Feeling blue at work? According to Keio University professor Takashi Maeno, there are science-backed reasons explaining why workers may feel so distressed.
Maeno, the dean of the Graduate School of System Design and Management at the university, has used a scientific approach to study psychological well-being. He said modern research has made it possible to learn about what conditions help people feel happy and how to improve workplace happiness.
“Since around the 1980s, researchers have discovered statistical methods to measure people’s level of happiness,” he said during a recent interview with The Japan Times.
Maeno is among Japan’s pioneers in well-being studies. He has advised the government about raising productivity and promoting innovation at companies.
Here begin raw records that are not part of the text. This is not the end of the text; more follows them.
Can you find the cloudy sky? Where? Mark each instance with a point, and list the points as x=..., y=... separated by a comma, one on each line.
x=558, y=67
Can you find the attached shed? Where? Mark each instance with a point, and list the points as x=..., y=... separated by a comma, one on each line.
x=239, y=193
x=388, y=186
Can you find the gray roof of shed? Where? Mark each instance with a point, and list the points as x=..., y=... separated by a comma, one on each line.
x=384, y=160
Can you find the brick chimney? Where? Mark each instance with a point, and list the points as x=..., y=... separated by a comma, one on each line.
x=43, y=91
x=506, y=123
Despite increasing awareness about employee happiness among Western companies, particularly in the IT sector, Japanese firms have been slow to adopt reforms, Maeno said, adding that a key for growth is making people happier.
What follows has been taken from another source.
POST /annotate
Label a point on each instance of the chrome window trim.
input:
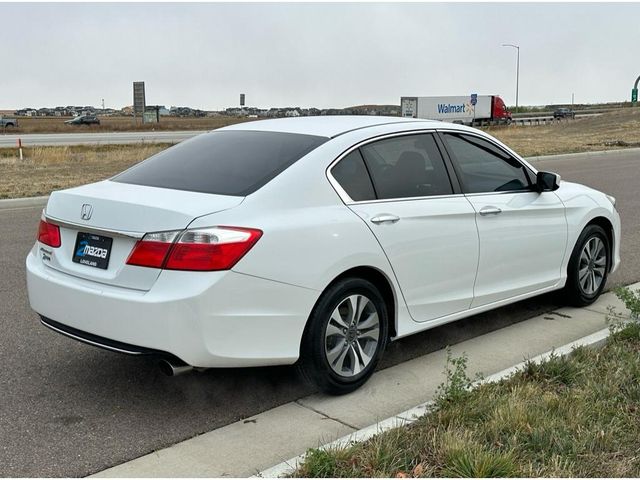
(90, 229)
(344, 196)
A professor of mechanical engineering, Maeno once developed algorithms to create artificial emotions that let robots appear to express human-like joy and laughter. But he realized that making people happy is more important for society than creating robots that just look happy.
In his 2013 book “Shiawase no Mechanism” (“Mechanism of Well-Being”), Maeno explains how to measure happiness.
In an online survey, Maeno asked 87 questions regarding psychological well-being. He then analyzed answers from 1,500 Japanese respondents, using a statistical approach to find out what kind of characteristics happy people have in common.
As a result, he found that people tend to feel happy when four factors are fulfilled at high levels: Self-realization and growth, connection and gratitude, a sense of optimism, and independence.
The first factor is related to the ability to realize strengths and enjoy opportunities to exert and develop them. The second is about whether people are surrounded by a diverse group and have opportunities to feel appreciated for what they do. The third covers feelings of confidence in having control over situations and the ability to quickly recover from setbacks. The fourth is about the likelihood of people comparing themselves to others. Those who are less likely to worry about what others think tend to be happier, according to the findings.
Considering the factors, which Maeno calls “the four leaves of a lucky clover,” he said the typical hierarchical, top-down corporate culture only creates unhappy workers.
Although Japan boasts the world’s third-largest economy, its population is known to be less happy compared with other advanced countries.
The United Nation’s World Happiness Report 2017, released in March, ranked Japan No. 51 among 155 countries — behind advanced nations such as the United States (14), Germany (16) and France (31). Japan was also ranked lower than some developing economies, including Mexico (25) and Taiwan (33).
The U.N. survey asked respondents to rate their lives on a scale of 0 to 10 regarding conditions such as how much social support they had available, how much freedom they had in making life choices, feelings about corruption in their society and about their own generosity. The survey also covered other factors, such as real gross domestic product per capita and healthy life expectancy. Norway topped the list, followed by Denmark and Iceland.
Maeno said the result of the U.N. survey doesn’t necessarily mean Japanese people are unhappy compared with people in other countries, given that the Japanese tend to give relatively low scores about their feelings of happiness. The method used to gauge happiness for the U.N report differs from the one used in Maeno’s study.
However, that doesn’t change the fact that Japanese society, especially workplaces, can be rather insensitive about happiness, he said.
He said a major problem with many companies is that they are still bound to a traditional, profit-driven corporate model established during the postwar period of high economic growth, when producing a certain product as quickly as possible was key to thriving.
Maeno said the hierarchical system worked fairly well when companies could enjoy promising growth and employees were rewarded with constant salary increases — but as growth slowed, the system’s negative aspects became more conspicuous.
“Employees working at hierarchical organizations often have little autonomy over what they do at work, because they are expected to do only the things ordered by their bosses,” he said.
Also, people working in a top-down system are given few opportunities to expand their network within and outside the company, he added.
But with the economy having undergone a major shift, Maeno said companies need to change the hierarchical culture and seek ways to boost worker happiness if they want to survive.
According to Maeno, companies with happy employees are more sustainable because happy people work more productively and creatively and are more likely to put innovative ideas into practice.
“Studies suggest wealth coming from money and social position doesn’t last long because it requires constant, ever-increasing growth,” he said. “Companies tried to become sustainable by pursuing more profit, believing that would eventually make people happy. But ironically, what people have done was quite the opposite.”
To improve labor productivity, the government is promoting reform initiatives and urging the private sector to take actions such as restricting excessive overtime and allowing flexible work styles.
But Maeno said the fundamental problem that prevents companies from becoming more productive is a lack of measures to boost worker happiness.
“People aren’t bothered by long work hours if they are happy about their jobs,” he said.
With economic growth no longer promising, Maeno said what the nation needs is a movement to make people happier.
“We need to realize we no longer live in the 20th century society, where building a bigger pyramid could make a company the winner,” he said.